Conciliations - race discrimination   



Goods and services


Certificate of Aboriginality required

An Aboriginal man applied to his housing provider for a larger house, for reasons relating to his Aboriginality. His application was rejected on the grounds that he did not provide a ‘Certificate of Aboriginality’ to prove that he was Aboriginal. The man made a complaint of race discrimination to the Board. He explained that although he did not have a Certificate of Aboriginality, he had legal documents relating to his removal from his Aboriginal family as a child.

At conciliation, the housing provider said that the man had not provided the documents when he made the original application, and they would have accepted these as proof of Aboriginality. The man said the housing provider had not told him he that had the option of providing other documentation apart from the certificate.

The complaint was resolved when the housing provider agreed to transfer the man to a larger house near where he was receiving medical treatment, to provide him with a statement of regret and pay him $3,000 compensation, and to review its policy regarding proof of Aboriginality in consultation with the man and the relevant agencies.

Refused housing

An Aboriginal woman alleged that she would not be offered a house because an Aboriginal housing corporation board member had told the real estate agent managing the property that she didn’t associate with other Aboriginal people, her children went to a non-Aboriginal pre-school and her husband was not Aboriginal.

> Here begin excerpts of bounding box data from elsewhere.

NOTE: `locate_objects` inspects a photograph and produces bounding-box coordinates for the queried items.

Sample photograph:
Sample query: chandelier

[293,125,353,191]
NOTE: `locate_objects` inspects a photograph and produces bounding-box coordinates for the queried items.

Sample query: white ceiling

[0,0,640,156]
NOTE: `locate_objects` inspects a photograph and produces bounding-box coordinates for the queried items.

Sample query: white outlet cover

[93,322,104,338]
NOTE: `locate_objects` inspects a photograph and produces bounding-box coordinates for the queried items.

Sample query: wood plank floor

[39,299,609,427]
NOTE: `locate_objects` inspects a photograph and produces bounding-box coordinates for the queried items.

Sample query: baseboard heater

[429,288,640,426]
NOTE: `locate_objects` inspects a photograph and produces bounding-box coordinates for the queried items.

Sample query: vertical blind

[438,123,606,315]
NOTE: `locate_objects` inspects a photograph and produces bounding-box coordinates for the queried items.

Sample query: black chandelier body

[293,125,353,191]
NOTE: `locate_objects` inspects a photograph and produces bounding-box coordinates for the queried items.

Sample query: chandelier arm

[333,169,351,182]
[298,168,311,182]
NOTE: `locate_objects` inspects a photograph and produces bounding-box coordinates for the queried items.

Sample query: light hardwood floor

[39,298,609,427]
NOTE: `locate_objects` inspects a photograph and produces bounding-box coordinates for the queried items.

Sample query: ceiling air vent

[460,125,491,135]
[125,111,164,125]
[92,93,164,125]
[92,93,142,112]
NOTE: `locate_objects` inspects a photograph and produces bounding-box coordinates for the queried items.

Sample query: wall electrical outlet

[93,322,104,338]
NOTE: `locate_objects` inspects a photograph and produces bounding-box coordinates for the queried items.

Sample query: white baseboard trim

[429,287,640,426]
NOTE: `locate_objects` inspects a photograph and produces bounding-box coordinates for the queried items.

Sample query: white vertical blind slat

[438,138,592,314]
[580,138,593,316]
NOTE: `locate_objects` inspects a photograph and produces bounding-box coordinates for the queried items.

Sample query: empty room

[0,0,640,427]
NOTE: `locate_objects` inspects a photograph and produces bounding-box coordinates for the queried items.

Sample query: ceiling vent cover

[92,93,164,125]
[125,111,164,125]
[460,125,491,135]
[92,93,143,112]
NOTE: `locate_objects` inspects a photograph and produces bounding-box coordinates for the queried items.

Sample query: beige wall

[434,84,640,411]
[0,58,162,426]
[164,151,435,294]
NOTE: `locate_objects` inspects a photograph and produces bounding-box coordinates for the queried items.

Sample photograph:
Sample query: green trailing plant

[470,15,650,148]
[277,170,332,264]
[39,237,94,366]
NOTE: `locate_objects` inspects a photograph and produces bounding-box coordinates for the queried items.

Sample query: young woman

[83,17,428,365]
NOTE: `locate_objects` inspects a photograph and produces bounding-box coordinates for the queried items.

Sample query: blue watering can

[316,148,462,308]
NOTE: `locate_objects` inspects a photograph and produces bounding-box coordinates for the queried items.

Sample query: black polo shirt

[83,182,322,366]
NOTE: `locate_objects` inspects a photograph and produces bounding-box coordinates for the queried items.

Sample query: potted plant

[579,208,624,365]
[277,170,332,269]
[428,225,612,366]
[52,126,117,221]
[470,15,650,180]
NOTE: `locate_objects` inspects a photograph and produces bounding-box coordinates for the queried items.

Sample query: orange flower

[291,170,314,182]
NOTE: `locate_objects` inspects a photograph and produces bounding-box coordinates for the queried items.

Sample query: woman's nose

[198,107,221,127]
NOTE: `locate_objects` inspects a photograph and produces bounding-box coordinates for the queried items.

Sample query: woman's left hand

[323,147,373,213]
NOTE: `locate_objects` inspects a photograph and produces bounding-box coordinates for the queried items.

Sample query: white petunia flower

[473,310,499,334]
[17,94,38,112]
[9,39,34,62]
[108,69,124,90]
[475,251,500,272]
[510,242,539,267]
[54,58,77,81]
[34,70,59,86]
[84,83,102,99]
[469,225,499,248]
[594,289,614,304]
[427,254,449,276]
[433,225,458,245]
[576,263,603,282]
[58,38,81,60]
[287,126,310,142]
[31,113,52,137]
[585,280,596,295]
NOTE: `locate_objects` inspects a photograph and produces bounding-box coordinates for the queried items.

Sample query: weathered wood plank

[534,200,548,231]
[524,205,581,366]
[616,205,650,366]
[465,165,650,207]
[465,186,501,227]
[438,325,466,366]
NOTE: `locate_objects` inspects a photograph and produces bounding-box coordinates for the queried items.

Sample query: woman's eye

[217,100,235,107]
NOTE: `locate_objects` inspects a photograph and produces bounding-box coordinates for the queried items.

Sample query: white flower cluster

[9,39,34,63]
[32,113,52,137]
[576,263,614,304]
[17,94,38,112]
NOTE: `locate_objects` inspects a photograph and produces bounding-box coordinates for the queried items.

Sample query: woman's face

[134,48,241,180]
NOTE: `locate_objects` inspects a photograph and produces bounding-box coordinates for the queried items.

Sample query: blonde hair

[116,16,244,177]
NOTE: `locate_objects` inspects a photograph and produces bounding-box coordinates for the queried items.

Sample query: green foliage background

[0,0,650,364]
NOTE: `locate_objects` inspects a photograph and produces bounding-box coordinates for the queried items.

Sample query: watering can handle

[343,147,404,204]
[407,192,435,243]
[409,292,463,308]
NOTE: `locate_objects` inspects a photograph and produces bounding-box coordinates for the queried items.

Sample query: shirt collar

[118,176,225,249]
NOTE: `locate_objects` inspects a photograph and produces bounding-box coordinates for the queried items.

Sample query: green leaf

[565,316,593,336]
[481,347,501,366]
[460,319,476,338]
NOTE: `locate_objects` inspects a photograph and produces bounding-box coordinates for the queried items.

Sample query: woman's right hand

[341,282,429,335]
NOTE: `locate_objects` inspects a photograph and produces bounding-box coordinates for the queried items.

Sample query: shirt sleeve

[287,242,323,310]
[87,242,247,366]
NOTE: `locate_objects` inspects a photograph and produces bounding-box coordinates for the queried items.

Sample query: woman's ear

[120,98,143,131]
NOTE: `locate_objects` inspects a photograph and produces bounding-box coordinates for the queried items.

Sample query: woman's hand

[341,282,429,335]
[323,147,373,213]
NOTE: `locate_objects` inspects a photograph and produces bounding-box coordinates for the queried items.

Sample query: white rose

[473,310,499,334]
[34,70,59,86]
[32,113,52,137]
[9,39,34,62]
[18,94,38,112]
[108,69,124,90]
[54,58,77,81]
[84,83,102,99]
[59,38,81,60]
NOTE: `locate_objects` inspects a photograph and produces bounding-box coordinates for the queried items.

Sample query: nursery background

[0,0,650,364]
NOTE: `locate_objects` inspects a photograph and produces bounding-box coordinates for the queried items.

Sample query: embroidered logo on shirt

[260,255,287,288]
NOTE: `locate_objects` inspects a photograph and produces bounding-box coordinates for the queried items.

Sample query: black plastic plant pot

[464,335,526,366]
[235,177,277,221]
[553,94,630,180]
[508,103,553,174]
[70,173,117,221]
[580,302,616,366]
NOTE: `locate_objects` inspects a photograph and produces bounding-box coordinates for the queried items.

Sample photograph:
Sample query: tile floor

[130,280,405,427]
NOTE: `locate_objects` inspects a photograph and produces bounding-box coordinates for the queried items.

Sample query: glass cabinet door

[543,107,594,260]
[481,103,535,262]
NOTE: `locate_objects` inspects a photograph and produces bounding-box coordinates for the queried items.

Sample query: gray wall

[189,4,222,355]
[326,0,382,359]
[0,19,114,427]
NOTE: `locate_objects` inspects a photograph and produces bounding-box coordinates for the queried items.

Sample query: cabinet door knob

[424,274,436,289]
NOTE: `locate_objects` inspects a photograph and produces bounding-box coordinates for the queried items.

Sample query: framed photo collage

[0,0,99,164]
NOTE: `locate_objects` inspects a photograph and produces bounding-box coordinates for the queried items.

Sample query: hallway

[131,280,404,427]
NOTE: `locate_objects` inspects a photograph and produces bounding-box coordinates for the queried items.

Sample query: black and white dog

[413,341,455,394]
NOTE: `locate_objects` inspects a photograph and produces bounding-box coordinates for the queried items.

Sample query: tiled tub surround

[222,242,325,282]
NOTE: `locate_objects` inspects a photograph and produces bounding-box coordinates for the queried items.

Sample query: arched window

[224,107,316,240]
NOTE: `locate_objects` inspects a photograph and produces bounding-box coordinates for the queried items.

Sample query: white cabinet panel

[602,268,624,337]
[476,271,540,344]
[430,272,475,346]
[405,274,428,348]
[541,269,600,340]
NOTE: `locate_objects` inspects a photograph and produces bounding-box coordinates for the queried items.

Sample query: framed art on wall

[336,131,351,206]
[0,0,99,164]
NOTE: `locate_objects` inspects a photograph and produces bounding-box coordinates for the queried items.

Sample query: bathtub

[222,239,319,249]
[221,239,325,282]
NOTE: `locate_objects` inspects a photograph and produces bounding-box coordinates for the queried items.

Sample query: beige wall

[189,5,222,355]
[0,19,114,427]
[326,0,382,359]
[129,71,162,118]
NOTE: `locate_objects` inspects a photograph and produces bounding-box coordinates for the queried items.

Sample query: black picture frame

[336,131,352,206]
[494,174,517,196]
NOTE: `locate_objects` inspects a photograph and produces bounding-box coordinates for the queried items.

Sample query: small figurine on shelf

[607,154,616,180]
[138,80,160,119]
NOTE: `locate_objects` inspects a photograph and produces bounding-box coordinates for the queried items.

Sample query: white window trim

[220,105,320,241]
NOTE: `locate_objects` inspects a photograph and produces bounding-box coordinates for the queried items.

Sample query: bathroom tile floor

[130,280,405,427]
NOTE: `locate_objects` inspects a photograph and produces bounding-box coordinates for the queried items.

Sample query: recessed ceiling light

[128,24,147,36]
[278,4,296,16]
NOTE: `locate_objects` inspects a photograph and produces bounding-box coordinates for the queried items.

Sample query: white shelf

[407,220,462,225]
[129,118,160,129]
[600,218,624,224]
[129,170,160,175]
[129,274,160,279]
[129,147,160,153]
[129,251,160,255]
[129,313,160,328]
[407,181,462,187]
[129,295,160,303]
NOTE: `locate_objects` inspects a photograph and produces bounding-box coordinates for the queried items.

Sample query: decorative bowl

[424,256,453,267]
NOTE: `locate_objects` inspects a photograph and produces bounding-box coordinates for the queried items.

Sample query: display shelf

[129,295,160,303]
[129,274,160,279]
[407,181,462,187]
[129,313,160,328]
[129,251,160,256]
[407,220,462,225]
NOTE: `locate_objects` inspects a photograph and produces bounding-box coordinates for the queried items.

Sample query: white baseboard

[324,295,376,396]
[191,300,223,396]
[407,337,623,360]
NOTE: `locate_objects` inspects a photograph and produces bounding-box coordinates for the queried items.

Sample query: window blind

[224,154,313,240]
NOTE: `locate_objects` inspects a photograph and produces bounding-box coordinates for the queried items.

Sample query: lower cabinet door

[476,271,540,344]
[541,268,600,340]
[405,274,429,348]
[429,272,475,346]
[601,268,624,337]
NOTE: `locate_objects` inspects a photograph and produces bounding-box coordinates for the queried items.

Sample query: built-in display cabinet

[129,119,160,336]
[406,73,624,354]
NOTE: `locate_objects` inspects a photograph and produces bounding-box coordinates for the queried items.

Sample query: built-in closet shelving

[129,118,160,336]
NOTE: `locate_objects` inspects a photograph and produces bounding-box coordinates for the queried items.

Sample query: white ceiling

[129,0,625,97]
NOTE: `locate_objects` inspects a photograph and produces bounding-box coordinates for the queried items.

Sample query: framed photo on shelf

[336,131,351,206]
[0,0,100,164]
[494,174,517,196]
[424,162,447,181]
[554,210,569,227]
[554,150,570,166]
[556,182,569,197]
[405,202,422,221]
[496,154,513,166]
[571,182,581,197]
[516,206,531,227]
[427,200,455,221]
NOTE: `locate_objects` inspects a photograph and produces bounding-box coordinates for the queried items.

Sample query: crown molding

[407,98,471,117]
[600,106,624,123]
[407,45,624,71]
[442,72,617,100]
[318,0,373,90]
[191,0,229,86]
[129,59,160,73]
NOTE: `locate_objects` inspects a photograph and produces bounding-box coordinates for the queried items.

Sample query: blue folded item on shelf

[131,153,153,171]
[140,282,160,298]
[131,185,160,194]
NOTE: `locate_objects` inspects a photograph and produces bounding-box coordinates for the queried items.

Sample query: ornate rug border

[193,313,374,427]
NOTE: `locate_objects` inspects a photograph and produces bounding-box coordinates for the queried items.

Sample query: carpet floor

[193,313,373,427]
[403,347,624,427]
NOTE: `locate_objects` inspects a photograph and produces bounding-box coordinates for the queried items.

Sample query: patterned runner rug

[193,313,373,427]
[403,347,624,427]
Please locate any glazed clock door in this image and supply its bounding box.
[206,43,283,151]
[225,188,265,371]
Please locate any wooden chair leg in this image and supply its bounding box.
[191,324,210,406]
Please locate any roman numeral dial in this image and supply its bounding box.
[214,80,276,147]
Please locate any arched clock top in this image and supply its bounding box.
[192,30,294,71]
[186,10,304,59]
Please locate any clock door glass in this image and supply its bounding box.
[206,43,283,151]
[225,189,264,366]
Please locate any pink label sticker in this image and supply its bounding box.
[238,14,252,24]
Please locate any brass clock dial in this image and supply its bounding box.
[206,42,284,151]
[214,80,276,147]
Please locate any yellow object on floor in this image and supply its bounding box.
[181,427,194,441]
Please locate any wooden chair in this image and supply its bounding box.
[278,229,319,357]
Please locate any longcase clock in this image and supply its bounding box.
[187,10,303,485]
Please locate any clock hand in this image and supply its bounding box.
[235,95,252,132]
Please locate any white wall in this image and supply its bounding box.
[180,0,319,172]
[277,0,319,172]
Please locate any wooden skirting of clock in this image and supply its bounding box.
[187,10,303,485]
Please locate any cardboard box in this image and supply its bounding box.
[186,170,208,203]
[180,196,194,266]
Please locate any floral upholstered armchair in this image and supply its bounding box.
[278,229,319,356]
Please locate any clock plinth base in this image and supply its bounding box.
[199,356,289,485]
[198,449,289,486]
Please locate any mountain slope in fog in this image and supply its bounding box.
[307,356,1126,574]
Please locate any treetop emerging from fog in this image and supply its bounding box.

She made a complaint of race discrimination by association and marital status discrimination against the corporation’s board. The corporation said that the process of selection had not actually been completed and that the board member had spoken to the real estate agent without their authority.

The complaint was resolved when the corporation agreed to provide the woman with a letter of apology and a payment of $2,000. The house had already been allocated to another applicant whom the corporation considered to be in greater need.

Trial lease required

An Aboriginal man alleged that his application for accommodation was not progressed on the ground of his race. He said that he was advised that he would need to go on a three month trial lease if he was the successful applicant. His application was ultimately rejected and the agent refused to provide with reasons for the rejection. The complainant accepted a $4,000 payment in settlement of his complaint.


English requirements policy amended (Sept 2014)

A man contacted the Board when he was asked to provide proof of his proficiency in English to enrol in an accounting course at an educational institution. He had arrived in Australia when he was 11 and had completed other courses at TAFE and university in Australia.

The man alleged that the institution discriminated against him on the basis of his race by assuming because of his name that he was from a non-English speaking background and requiring him to provide proof of his proficiency in English rather than considering his education in Australia.

The Board wrote to the institution seeking their response to the complaint. They responded that the staff member had handled the man’s application in accordance with the relevant policy, but they realised from this incident that the policy was inadequate.

The institution apologised to the complainant. They undertook to amend their policy on English requirements for admission and review all other their policies where English proficiency requirements are specified.

Registered clubs

Dispute between customers

A Polynesian woman was a customer at a registered club. While she was eating a meal, another client accused her of staring at him. When she said she wasn’t looking at him, the man didn’t believe her and began abusing her because of her race. The Board sent a letter to the club and they agreed to hold a meeting between the woman and the person who’d harassed her. During the meeting, the man admitted that he’d called the woman racist names. The club told the man that racial harassment would not be tolerated in the club and that if the behaviour happened again, he would be suspended. The man offered an apology to the woman.

Alleged she was served second

An Aboriginal woman complained that when she went to collect her winnings from the poker machines at the local golf club, the bar manager asked her if she was a member, and then began serving a white man who had arrived at the bar after her. The complaint was resolved when the president of the club and the bar manager agreed to provide a statement of regret about the incident, and confirmed that she was welcome at the club.